The Cult is very much to blame in this case, but not for conditioning her, but for conditioning HIM. Are Mormon females conditions from birth? Very much so, I don't agree with it, but it is not relative to this case. She is the VICTIM, not the perpetrator, so you can't blame the Cult for the conditioning to her in doing what a person who holds a knife to your throat tells you to do. You can't blame the Cult for her not crying out when she heard searchers calling her name. He threatened if she did, he would kill her family. For all she knew, he could have easily escaped if she cried out. He had proved he could get in their house, so she would have to believe if he got away, her family would be killed.

The blame the Cult has is for conditioning HIM. What do you think it does to a 12 year old boy with the priesthood to be told he has more power in his little finger than the Pope has in his whole body? Told that this power of the priesthood gives him the ability to discern what God's will for him and his family is?

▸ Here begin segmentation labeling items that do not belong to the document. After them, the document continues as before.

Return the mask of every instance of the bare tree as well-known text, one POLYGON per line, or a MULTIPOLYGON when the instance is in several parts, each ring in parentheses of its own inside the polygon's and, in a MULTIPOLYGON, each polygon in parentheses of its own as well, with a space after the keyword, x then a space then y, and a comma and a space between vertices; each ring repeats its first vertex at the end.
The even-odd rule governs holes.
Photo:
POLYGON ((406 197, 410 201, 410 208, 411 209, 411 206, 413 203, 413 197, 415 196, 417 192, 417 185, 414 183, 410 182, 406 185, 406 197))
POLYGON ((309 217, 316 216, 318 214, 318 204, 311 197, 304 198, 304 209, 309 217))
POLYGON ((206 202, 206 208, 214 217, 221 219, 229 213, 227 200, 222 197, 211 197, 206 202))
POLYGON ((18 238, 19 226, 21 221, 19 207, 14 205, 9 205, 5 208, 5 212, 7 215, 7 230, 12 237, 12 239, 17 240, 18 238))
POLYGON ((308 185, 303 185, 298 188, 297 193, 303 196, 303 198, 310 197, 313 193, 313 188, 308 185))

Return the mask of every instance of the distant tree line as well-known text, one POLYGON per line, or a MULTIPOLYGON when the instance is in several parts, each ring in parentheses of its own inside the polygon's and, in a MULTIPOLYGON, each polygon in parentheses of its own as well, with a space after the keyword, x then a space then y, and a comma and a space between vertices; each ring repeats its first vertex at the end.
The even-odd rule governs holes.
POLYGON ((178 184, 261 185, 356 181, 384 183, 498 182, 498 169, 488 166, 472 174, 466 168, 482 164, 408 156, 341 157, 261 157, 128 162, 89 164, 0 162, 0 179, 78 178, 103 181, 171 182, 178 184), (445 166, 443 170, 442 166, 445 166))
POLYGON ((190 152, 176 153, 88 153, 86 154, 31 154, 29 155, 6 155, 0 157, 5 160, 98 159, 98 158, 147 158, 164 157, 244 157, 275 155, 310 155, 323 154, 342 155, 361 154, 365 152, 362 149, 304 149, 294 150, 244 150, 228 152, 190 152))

Yes, I very much blame the CULT for this case: FOR HIM. They conditioned him from birth. If he is found to be mentally ill, then their beliefs and teachings only added to it and enhanced his illness. Did the Cult try to find him help, or offer assistance? No, they kicked him out, and distanced themselves from him. Not our problem. The Cult local leaders (Bishops) have no training in dealing with people, so the only solution for them is "kick em out" whereas a real church pastor would try to find help for a person with delusions of being a Prophet or of becoming a God. But of course, all the good Mormon men believe the latter, so the Cult wouldn't recognize a person with mental problems (so much for discernment or power of the priesthood).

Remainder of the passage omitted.